Construction Underway at Kansas Turbine Components Plant

Both project and finished plant likely to yield scrap materials.

A construction project for an industrial plant likely to generate scrap metal and other recyclable materials will soon be underway in Hutchinson, Kan.

Gray Construction Co. of Lexington, Ky., has been selected as general contractor for a $30 million to $50 million Siemens AG wind turbine components manufacturing plant, according to Industrial Info Resources (IIR), Sugar Land, Texas.
 
Groundbreaking for the 300,000-to-330,000-square-foot building occurred in mid-September. The facility owned by Germany-based Siemens is being built on a 108-acre site in the Salt City Business Park in Hutchinson. The three buildings that will make up the overall plant complex will manufacture wind turbine nacelles, described by IIR as “large, RV-sized structures on the top of the towers that contain the generators.” Other components to be made at the plant include gears, electrical systems and hubs for wind turbines, which are the parts to which the windmill blades connect.
 
The new facility is being built for what Siemens forecasts will be stronger demand for wind turbine production in North America.

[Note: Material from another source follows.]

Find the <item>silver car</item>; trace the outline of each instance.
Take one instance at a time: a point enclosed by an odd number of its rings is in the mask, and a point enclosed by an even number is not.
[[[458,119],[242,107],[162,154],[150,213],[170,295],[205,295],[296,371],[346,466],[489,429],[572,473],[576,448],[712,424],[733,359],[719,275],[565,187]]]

Construction is anticipated to be complete by the early summer of 2010. Overall production startup is planned by the fall of 2010, with approximately 400 people working at the site.
 
Gray Construction Company was among four general construction bidders for the new manufacturing plant, winning the bid over Ryan Companies of Davenport, Iowa; Paul Hemmer Companies of Fort Mitchell, Ky.; and The Austin Co. of Cleveland.
 
Munich-based Siemens AG, founded in 1847, supplies products and systems for the generation, transmission and distribution of power, as well as for the extraction, conversion and transportation of oil and gas.